Bild: Im August 1914 wurde dann auch in Deutschland mobilgemacht. Ein Bild vom …
Sie wollen den Krieg, die gewissenlosen Elemente, die in der Wiener Hofburg
Einfluss haben und Ausschlag geben. Sie wollen den Krieg – aus dem wilden
Geschrei der schwarz-gelben Hetzpresse klang es seit Wochen heraus. Sie
wollen den Krieg – das österreichische Ultimatum an Serbien macht es
deutlich und aller Welt offenbar.
Es ist, als wollten die k.k. Machthaber, die man in all den Krisen der
letzten Jahre wegen ihrer hin und her taumelnden Politik der Bluffs und
Blamagen getadelt und verspottet hat, einmal zeigen, dass sie keine
politischen Phäaken sind, dass Ernst und Energie ihnen nicht fremd ist,
dass sie handeln können, und da schlagen sie denn mit der gepanzerten Faust
auf den Tisch, dass das Porzellan klirrt und Europa entsetzt emporfährt.

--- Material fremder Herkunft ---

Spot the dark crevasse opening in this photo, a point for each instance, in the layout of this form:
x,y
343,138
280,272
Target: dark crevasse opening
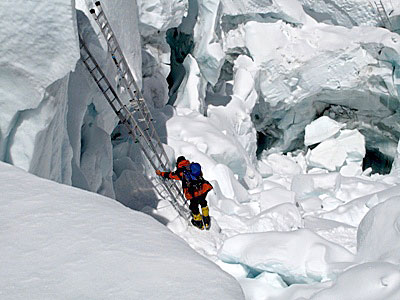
x,y
180,39
377,161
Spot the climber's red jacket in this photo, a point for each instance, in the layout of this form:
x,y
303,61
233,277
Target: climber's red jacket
x,y
178,175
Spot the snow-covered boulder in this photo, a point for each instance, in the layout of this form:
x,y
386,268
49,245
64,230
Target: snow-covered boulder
x,y
283,217
321,129
378,236
158,15
62,242
369,281
297,256
348,147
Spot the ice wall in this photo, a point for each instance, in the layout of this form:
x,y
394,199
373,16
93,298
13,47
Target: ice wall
x,y
39,49
53,120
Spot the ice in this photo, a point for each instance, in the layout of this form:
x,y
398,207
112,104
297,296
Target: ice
x,y
282,164
280,103
62,242
311,185
38,49
283,217
275,196
208,51
320,130
158,15
298,256
189,92
353,211
348,147
369,281
378,233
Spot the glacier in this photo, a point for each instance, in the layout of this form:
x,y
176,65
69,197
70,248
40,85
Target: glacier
x,y
291,107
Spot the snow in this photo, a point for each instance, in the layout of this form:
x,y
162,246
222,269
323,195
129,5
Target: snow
x,y
35,63
298,256
62,242
321,129
280,103
372,245
368,281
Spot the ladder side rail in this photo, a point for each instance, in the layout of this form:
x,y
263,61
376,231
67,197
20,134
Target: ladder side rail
x,y
145,112
136,129
172,195
125,69
122,106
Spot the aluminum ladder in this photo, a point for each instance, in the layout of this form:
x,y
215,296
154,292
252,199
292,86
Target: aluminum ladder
x,y
383,16
166,189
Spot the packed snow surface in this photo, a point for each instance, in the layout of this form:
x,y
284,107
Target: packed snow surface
x,y
315,80
65,243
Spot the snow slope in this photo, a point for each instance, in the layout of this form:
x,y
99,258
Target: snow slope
x,y
59,242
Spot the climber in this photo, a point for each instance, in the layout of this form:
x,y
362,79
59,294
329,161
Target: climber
x,y
195,188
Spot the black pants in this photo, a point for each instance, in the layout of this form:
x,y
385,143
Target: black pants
x,y
194,203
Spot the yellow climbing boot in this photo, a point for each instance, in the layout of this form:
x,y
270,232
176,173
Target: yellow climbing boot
x,y
206,217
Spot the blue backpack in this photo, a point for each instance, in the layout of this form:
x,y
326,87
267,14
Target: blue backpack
x,y
193,175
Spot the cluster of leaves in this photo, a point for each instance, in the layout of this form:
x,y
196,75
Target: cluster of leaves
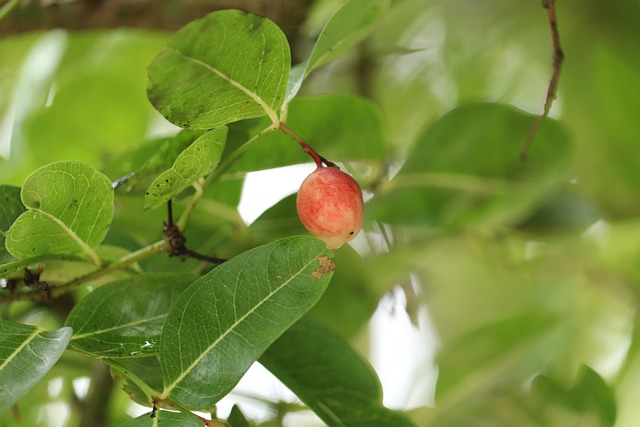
x,y
529,308
182,341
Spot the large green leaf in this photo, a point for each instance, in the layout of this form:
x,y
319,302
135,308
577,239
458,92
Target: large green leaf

Denn so unmittelbar vor dem großen blutigen Chaos haben wir in den
Verwicklungen, die dem Balkankrieg folgten, nie gestanden als in den
zweimal vierundzwanzig Stunden, die Berchtolds Regierung dem serbischen
Ministerium als knappe Frist lässt, um seine Drohnote zu beantworten.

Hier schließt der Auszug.